All of lore.kernel.org
 help / color / mirror / Atom feed
From: Rodrigo Vivi <rodrigo.vivi@intel.com>
To: Lukasz Laguna <lukasz.laguna@intel.com>
Cc: <intel-xe@lists.freedesktop.org>, <michal.wajdeczko@intel.com>
Subject: Re: [PATCH v11 1/4] drm/xe: Validate wedged_mode parameter and define enum for modes
Date: Fri, 19 Dec 2025 16:56:12 -0500	[thread overview]
Message-ID: <aUXJ_BYnvRSXhd2k@intel.com> (raw)
In-Reply-To: <20251215174613.3701-2-lukasz.laguna@intel.com>

On Mon, Dec 15, 2025 at 06:46:10PM +0100, Lukasz Laguna wrote:
> Check correctness of the wedged_mode parameter input to ensure only
> supported values are accepted. Additionally, replace magic numbers with
> a clearly defined enum.
> 
> Signed-off-by: Lukasz Laguna <lukasz.laguna@intel.com>

Reviewed-by: Rodrigo Vivi <rodrigo.vivi@intel.com>

> ---
> v11:
>  - update the Xe Device Wedging doc (Rodrigo),
>  - change the name of XE_WEDGED_MODE_UPON_ANY_HANG (Rodrigo).
> ---
>  drivers/gpu/drm/xe/xe_debugfs.c      |  5 +--
>  drivers/gpu/drm/xe/xe_device.c       | 54 ++++++++++++++++++++++++----
>  drivers/gpu/drm/xe/xe_device.h       |  2 ++
>  drivers/gpu/drm/xe/xe_device_types.h | 21 ++++++++++-
>  drivers/gpu/drm/xe/xe_guc_ads.c      |  4 +--
>  drivers/gpu/drm/xe/xe_guc_capture.c  |  9 ++++-
>  drivers/gpu/drm/xe/xe_guc_submit.c   |  7 ++--
>  drivers/gpu/drm/xe/xe_module.c       | 10 +++---
>  drivers/gpu/drm/xe/xe_module.h       |  2 +-
>  9 files changed, 94 insertions(+), 20 deletions(-)
> 
> diff --git a/drivers/gpu/drm/xe/xe_debugfs.c b/drivers/gpu/drm/xe/xe_debugfs.c
> index ad070055cef1..0b65c3940f41 100644
> --- a/drivers/gpu/drm/xe/xe_debugfs.c
> +++ b/drivers/gpu/drm/xe/xe_debugfs.c
> @@ -267,8 +267,9 @@ static ssize_t wedged_mode_set(struct file *f, const char __user *ubuf,
>  	if (ret)
>  		return ret;
>  
> -	if (wedged_mode > 2)
> -		return -EINVAL;
> +	ret = xe_device_validate_wedged_mode(xe, wedged_mode);
> +	if (ret)
> +		return ret;
>  
>  	if (xe->wedged.mode == wedged_mode)
>  		return size;
> diff --git a/drivers/gpu/drm/xe/xe_device.c b/drivers/gpu/drm/xe/xe_device.c
> index cdaa1c1e73f5..492446fdc4dc 100644
> --- a/drivers/gpu/drm/xe/xe_device.c
> +++ b/drivers/gpu/drm/xe/xe_device.c
> @@ -767,7 +767,10 @@ int xe_device_probe_early(struct xe_device *xe)
>  	if (err)
>  		return err;
>  
> -	xe->wedged.mode = xe_modparam.wedged_mode;
> +	xe->wedged.mode = xe_device_validate_wedged_mode(xe, xe_modparam.wedged_mode) ?

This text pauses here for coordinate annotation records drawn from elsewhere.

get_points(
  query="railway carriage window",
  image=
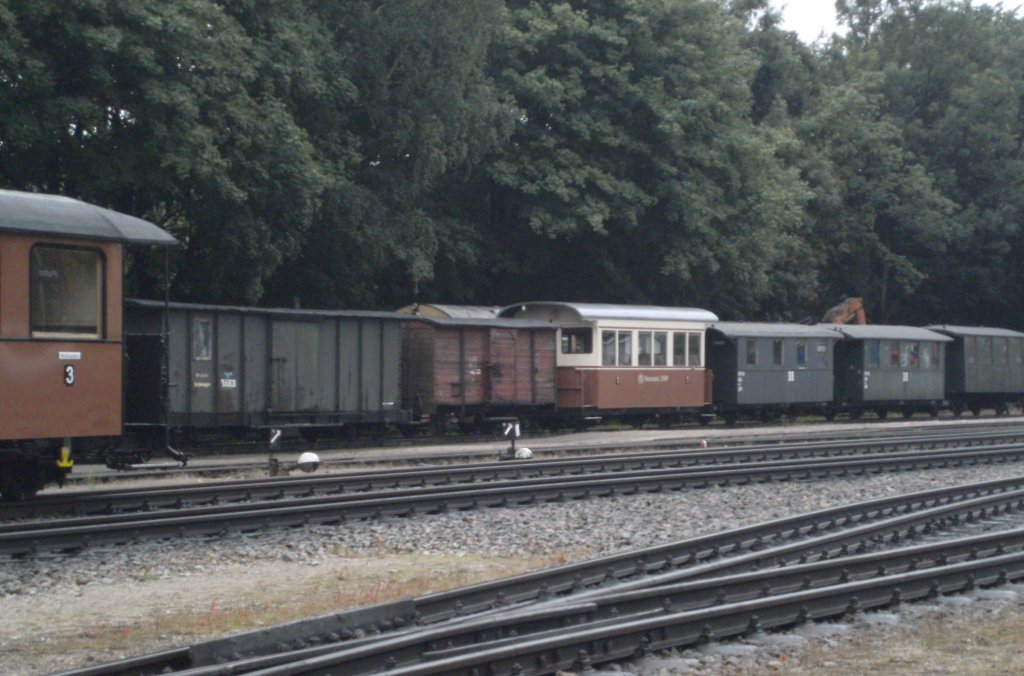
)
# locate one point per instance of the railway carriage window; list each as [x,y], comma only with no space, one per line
[643,354]
[875,351]
[625,348]
[66,292]
[202,340]
[904,355]
[679,349]
[696,347]
[607,348]
[577,341]
[660,348]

> +			  XE_WEDGED_MODE_DEFAULT : xe_modparam.wedged_mode;
> +	drm_dbg(&xe->drm, "wedged_mode: setting mode (%u) %s\n",
> +		xe->wedged.mode, xe_wedged_mode_to_string(xe->wedged.mode));
>  
>  	err = xe_device_vram_alloc(xe);
>  	if (err)
> @@ -1246,10 +1249,10 @@ static void xe_device_wedged_fini(struct drm_device *drm, void *arg)

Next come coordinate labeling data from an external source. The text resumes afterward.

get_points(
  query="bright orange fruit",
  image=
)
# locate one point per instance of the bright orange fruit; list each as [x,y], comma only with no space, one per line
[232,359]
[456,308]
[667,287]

>   * DOC: Xe Device Wedging
>   *
>   * Xe driver uses drm device wedged uevent as documented in Documentation/gpu/drm-uapi.rst.
> - * When device is in wedged state, every IOCTL will be blocked and GT cannot be
> - * used. Certain critical errors like gt reset failure, firmware failures can cause
> - * the device to be wedged. The default recovery method for a wedged state
> - * is rebind/bus-reset.
> + * When device is in wedged state, every IOCTL will be blocked and GT cannot
> + * be used. The conditions under which the driver declares the device wedged
> + * depend on the wedged mode configuration (see &enum xe_wedged_mode). The
> + * default recovery method for a wedged state is rebind/bus-reset.
>   *
>   * Another recovery method is vendor-specific. Below are the cases that send
>   * ``WEDGED=vendor-specific`` recovery method in drm device wedged uevent.

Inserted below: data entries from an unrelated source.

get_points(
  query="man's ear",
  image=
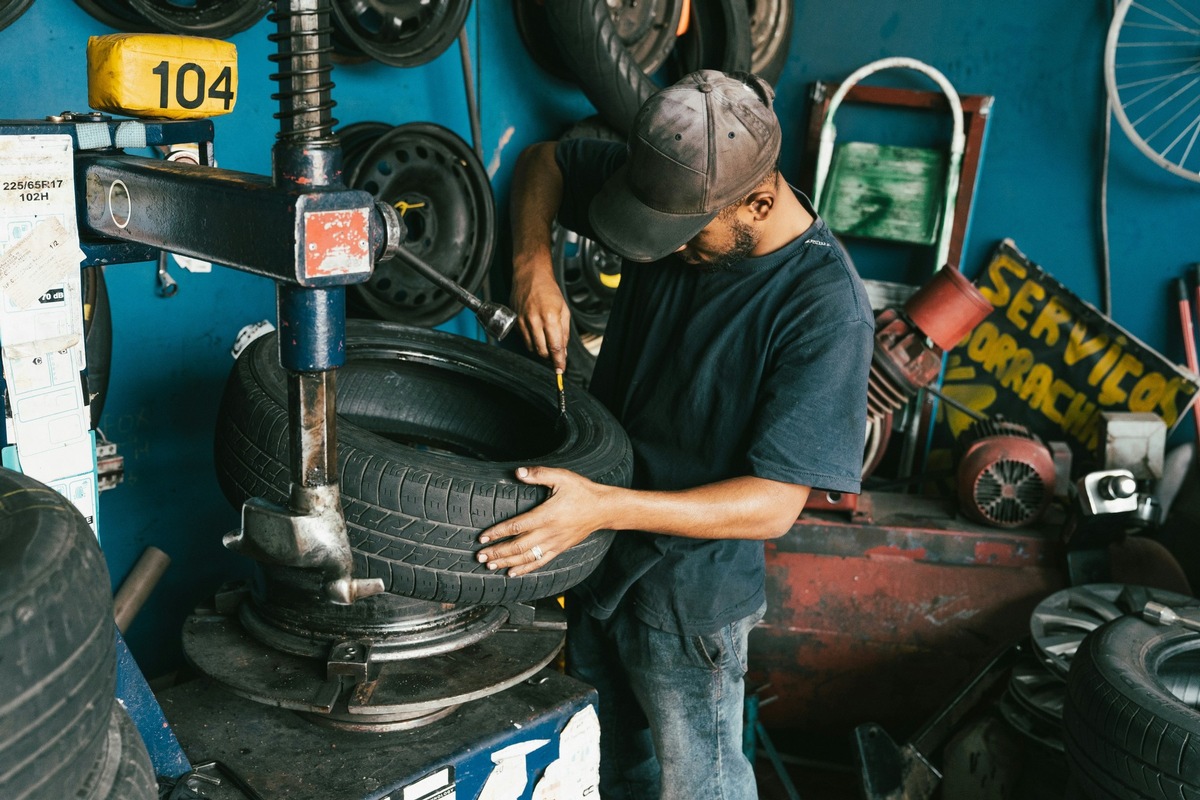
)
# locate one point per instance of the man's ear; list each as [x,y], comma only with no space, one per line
[761,204]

> @@ -1314,7 +1317,7 @@ void xe_device_declare_wedged(struct xe_device *xe)
>  	struct xe_gt *gt;
>  	u8 id;
>  
> -	if (xe->wedged.mode == 0) {
> +	if (xe->wedged.mode == XE_WEDGED_MODE_NEVER) {
>  		drm_dbg(&xe->drm, "Wedged mode is forcibly disabled\n");
>  		return;
>  	}
> @@ -1348,3 +1351,42 @@ void xe_device_declare_wedged(struct xe_device *xe)
>  		drm_dev_wedged_event(&xe->drm, xe->wedged.method, NULL);
>  	}
>  }
> +
> +/**
> + * xe_device_validate_wedged_mode - Check if given mode is supported
> + * @xe: the &xe_device
> + * @mode: requested mode to validate
> + *
> + * Check whether the provided wedged mode is supported.
> + *
> + * Return: 0 if mode is supported, error code otherwise.
> + */
> +int xe_device_validate_wedged_mode(struct xe_device *xe, unsigned int mode)
> +{
> +	if (mode > XE_WEDGED_MODE_UPON_ANY_HANG_NO_RESET) {
> +		drm_dbg(&xe->drm, "wedged_mode: invalid value (%u)\n", mode);
> +		return -EINVAL;
> +	}
> +
> +	return 0;
> +}
> +
> +/**
> + * xe_wedged_mode_to_string - Convert enum value to string.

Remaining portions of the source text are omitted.